When earnings decline, dividend companies become much harder to analyse and own safely. If earnings decline and the company is forced to cut its dividend, investors could watch the value of their investment go up in smoke. Schroder BSC Social Impact Trust's earnings have collapsed faster than Wile E Coyote's schemes to trap the Road Runner; down a tremendous 32% a year over the past five years.

Another key way to measure a company's dividend prospects is by measuring its historical rate of dividend growth. In the last four years, Schroder BSC Social Impact Trust has lifted its dividend by approximately 38% a year on average. That's intriguing, but the combination of growing dividends despite declining earnings can typically only be achieved by paying out a larger percentage of profits. Schroder BSC Social Impact Trust is already paying out a high percentage of its income, so without earnings growth, we're doubtful of whether this dividend will grow much in the future.

The Bottom Line

From a dividend perspective, should investors buy or avoid Schroder BSC Social Impact Trust? Not only are earnings per share shrinking, but Schroder BSC Social Impact Trust is paying out a disconcertingly high percentage of its profit as dividends.
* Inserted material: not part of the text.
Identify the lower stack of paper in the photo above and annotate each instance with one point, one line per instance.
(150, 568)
It's not that we hate the business, but we feel that these characeristics are not desirable for investors seeking a reliable dividend stock to own for the long term. Schroder BSC Social Impact Trust doesn't appear to have a lot going for it, and we're not inclined to take a risk on owning it for the dividend.

With that in mind though, if the poor dividend characteristics of Schroder BSC Social Impact Trust don't faze you, it's worth being mindful of the risks involved with this business. To that end, you should learn about the 4 warning signs we've spotted with Schroder BSC Social Impact Trust (including 2 which can't be ignored).

If you're in the market for strong dividend payers, we recommend checking our selection of top dividend stocks.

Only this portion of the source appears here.